他将水壶丢给她,打开包裹。里面是一大块面包、乳酪和火腿。「吃。」他粗声道。
她摇摇头。「我不饿。」
「还是吃下去。」
她的身体另有其它更迫切的需要。「我需要隐私。」
他掏出雪茄,点燃火柴。火光将他冷硬的面容染上一层血红,而后火焰熄去,只看到雪茄尽头的红光,和无情抿起的嘴角。
他朝一旁的灌木丛点点头。「就在那边,别离开太远。」
她觉得太近了,但在她失去理性纵火时,她也已丧失了拥有隐私的奢侈。
她的双腿酸痛僵硬,笨拙地走到灌木丛里。她原希望他能走远一点,但他却留在原地,令她感到羞辱不已。

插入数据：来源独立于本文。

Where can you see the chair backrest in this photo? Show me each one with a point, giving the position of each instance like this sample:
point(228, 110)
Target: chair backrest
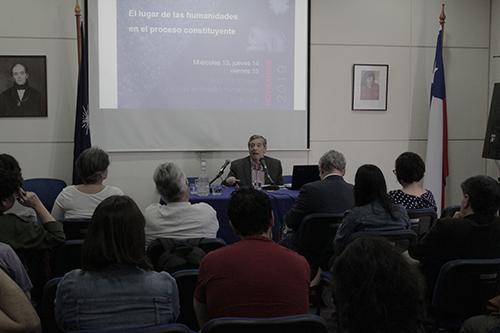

解决完需要后,她回到马车,拿起他带来的食物,勉强自己一口一口吃下去。她吃得很慢,他也没有催促她,背倚着树干而立,彷佛有的是全世界的时间。
她终于吃完后,天已经黑了。黑暗中只能看到他庞大的身影,及雪茄末端的红色光点。
他走向马匹。月亮破云而出,将他们沐浴在银色的光辉里。他转向她。「上马吧,我们有个约会要赴。」
他致命、平静的语气令她不寒而栗。「什么样的约会?」
「和牧师,我们将要结婚。」
世界似乎停止了。「结婚!你疯了吗?」
「妳可以这么说。」
「我宁可和恶魔结婚。」
「我也是,但首先,妳得找到一个。」
夏日的夜晚依旧燥热,但他坚定的语气却令她全身发寒。
「妳烧掉了我的纺棉厂,现在妳必须付重建的费用。布莱登不是唯一会为了妳的信托基金娶妳的人。」
「你疯了!我绝对不要。」
「妳别无选择。上马,罗牧师在等着我们。」
凯琳松了口气。罗牧师是她的朋友,一旦她告诉他肯恩的打算,他绝对会帮助她。她走向「维达」,正要上马。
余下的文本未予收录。